In this socio-cultural scenario, conjuring up of uniformity through the institutions that Foucault takes up as his subject(s) of study, (clinic, prison and legal structures etc.) is not plausible. In fact, the British tried to play up the biradari and clan identities through their elders for the fulfillment of their colonial interests.
All said and done, Foucauldian explanation fails to correspond with the Pakistani situation. We will have to come up with some other means to explain it.
After deliberating on the social reality on ground, I feel the biradari and clan identities are bursting at their seams. The process of urbanisation, spread of literacy and education, distribution of family property over several generations have led to the loosening up of social bonds like biradari and clan. Thus, this arrangement ceases to be the fundamental social unit. After the gradual break up of biradari, clan or to a certain extent the ‘tribe’, the state failed to prove alternative protective bastion for the individual. Thus, the individual in itself became the primary social unit without any support from any state institution. All his goals, ambitions and objectives are essentially orientated to serve his/her own interests.

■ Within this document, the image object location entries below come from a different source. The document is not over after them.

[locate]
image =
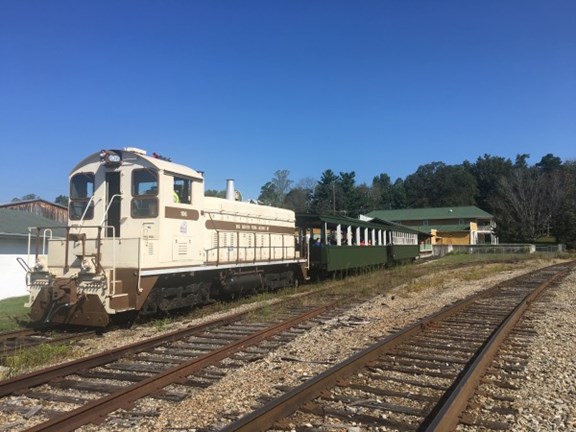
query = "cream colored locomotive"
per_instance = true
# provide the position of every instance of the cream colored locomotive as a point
(142, 238)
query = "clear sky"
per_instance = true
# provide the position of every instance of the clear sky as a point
(241, 89)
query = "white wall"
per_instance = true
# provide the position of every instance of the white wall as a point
(12, 276)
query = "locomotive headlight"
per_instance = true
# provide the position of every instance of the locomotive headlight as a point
(87, 266)
(110, 158)
(40, 265)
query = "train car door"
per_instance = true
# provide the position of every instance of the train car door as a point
(113, 200)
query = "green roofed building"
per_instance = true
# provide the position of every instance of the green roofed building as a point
(447, 225)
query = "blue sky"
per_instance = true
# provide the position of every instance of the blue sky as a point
(241, 89)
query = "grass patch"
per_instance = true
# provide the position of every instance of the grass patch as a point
(41, 355)
(13, 313)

In such a state, the individual has a dis-connect with his country or even society at large. In its lieu, he/she connects with religious abstractions or rituals subscribed by religion pre-occupy him/her. One may argue that religion can serve as a socio-political bond as it is also suggested in our national narrative. But, unfortunately, religion in the modern era has been re-interpreted in sectarian terms. Thus it has become divisive and not integrative.
Religious exclusion is an anathema for us Pakistanis. One can suggest that state is the only source to provide a point of commonality to all individuals. It should be obligatory for the state to launch a campaign which has to be persuasive enough to convince individuals to abide by law and feel part of a collectivity, which is nation. Such campaigns have been run in Singapore and Scandinavian countries. Pakistani state must not absolve itself from its responsibility to bringing the individuals together to weld them into a nation.
More so, it needs to instruct people about the importance and primacy of law. It can make use of media and educational institutions. Unfortunately, mere lip service is being provided to education and academia. This I think is the crux of the whole problem.